The rain finally started falling, light at first, then it turned to something hard that pounded against the windshield to the rhythm of the hurricane in my brain. I didn't move. I just sat and let it obscure the lights outside, until the entire world was just one huge smear of gold and black.
I thought about how she had looked at me tonight, not defensively, not defiantly, just scared. Not of me, but of losing something she'd struggled to hold on to.
Maybe it wasn't betrayal. Maybe it was fear.

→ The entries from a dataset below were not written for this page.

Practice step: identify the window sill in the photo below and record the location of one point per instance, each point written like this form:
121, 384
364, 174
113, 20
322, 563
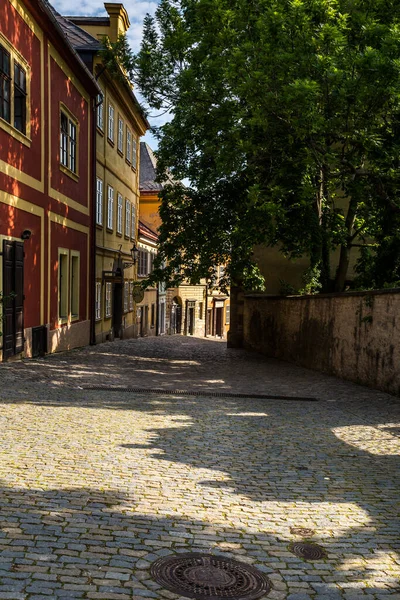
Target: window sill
15, 133
69, 173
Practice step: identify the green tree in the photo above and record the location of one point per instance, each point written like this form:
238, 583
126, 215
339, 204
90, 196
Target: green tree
285, 122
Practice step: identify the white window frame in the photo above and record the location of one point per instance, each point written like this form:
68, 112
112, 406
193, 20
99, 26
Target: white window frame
110, 128
98, 301
100, 111
119, 213
128, 145
99, 201
131, 295
134, 152
133, 220
127, 218
120, 134
126, 296
110, 207
107, 304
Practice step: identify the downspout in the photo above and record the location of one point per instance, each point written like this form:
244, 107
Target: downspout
206, 311
92, 278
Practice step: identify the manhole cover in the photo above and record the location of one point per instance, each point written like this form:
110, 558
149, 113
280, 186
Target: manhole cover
307, 550
303, 531
196, 575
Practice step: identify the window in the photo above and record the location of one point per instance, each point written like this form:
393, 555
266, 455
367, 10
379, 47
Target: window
126, 296
100, 111
111, 122
119, 213
62, 284
127, 218
67, 141
99, 201
74, 285
5, 84
98, 301
14, 97
110, 207
128, 145
20, 96
120, 135
142, 263
108, 299
134, 153
133, 219
131, 295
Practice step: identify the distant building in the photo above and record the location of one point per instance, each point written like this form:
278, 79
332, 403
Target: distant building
47, 101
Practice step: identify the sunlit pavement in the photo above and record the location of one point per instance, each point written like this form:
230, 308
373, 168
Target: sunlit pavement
97, 484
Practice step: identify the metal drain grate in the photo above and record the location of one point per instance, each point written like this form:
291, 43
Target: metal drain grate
307, 550
303, 531
200, 576
106, 388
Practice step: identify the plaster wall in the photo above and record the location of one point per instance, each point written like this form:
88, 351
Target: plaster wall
355, 336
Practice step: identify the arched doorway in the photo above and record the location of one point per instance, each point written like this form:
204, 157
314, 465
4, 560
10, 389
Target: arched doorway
176, 315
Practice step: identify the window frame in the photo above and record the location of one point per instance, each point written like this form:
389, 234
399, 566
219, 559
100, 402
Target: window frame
99, 202
98, 301
120, 136
108, 300
110, 123
70, 143
110, 207
120, 202
127, 218
8, 125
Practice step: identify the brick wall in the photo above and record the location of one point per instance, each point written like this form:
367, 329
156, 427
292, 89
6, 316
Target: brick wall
355, 336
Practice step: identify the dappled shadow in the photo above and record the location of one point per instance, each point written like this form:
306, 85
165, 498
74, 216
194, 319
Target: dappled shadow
96, 541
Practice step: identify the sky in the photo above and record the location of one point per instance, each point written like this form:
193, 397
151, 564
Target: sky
137, 10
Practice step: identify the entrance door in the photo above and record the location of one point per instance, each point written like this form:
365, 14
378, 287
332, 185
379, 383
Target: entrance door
218, 322
117, 309
191, 321
13, 292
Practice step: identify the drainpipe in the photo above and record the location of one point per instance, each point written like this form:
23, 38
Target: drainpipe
92, 276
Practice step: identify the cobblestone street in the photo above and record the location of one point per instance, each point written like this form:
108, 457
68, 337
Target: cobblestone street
97, 484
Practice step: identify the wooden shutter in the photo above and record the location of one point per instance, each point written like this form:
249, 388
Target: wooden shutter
19, 296
8, 303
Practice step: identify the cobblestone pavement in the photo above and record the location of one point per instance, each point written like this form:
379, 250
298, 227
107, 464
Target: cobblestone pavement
97, 484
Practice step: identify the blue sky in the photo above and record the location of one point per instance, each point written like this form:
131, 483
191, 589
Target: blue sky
137, 10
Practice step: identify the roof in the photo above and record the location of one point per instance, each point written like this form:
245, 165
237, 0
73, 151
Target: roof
147, 232
148, 166
53, 15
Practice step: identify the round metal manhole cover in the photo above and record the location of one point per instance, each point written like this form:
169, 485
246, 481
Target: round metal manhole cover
196, 575
307, 550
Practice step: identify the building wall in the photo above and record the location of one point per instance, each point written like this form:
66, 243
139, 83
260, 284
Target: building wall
36, 193
355, 336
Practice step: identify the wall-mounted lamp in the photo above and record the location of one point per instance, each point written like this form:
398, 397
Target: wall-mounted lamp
134, 253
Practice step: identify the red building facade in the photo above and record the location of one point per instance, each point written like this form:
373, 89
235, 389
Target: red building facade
47, 103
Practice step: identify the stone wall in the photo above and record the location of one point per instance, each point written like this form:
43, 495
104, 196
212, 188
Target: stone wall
355, 336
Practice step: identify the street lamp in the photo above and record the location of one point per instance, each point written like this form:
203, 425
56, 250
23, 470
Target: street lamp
134, 253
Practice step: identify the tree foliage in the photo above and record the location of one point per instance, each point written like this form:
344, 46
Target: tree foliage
285, 122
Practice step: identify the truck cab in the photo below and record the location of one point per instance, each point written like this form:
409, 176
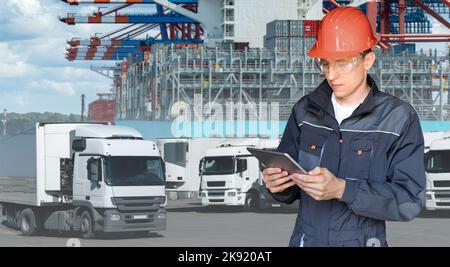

But fear did not make it sting any less.
My phone buzzed on the console. For a moment, I thought it might be her, and that small flash of hope was enough to hurt. But it wasn't. A text from my security chief, reminding me of tomorrow's meeting.
I tossed the phone aside. I could not think of business at the moment. Could not think of anything except her sitting by herself in that dark room, under candlelit atmosphere, waiting for a me that was nowhere to be found tonight.
I sighed, rubbing my hand over my face. I wanted to turn back. I wanted to tell her I wasn't walking away from us, that anger and quitting were two vastly different things. But part of me refused to move yet. Not until I was sure I trusted myself not to do something that I'd regret later.
Because when I lost control, I didn't just yell at the top of my lungs, I destroyed things.
And she wasn't worth that.
Not her.
The rain slowed down later, but the streets remained slippery and still. I reversed the car, driving back to her estate, lights cutting through the darkness. The nearer I got, the thicker the air became again, not from the fight, but from what was on the other side of it.
I'd always thought love was passion and loyalty, having your back when the world came after you. But no one ever informed me that it was also about forgiving someone before they even apologized. Trying to see things from their perspective, understanding them and being patient with them.
I pulled up to her gates and just parked and didn't drive in. The guards came out, waiting for instruction. I rolled down the window, the cold air whipping through.
"Tell Miss D'Angelo I'll be seeing her in the morning," I said quietly.
"Yes, sir."
They nodded, and I caught a glimpse of her shadow at the window, small, quiet, watching. The sight almost made me do what I'd resolved not to. Almost.
I pushed the car into gear and drove away, the wet asphalt tires fading back into the distance.
For the first time since the proposal, I had no clue what tomorrow would be like.
But one thing was for sure, whatever the next course of action was, it would make us either stronger than we had ever been. or break us completely.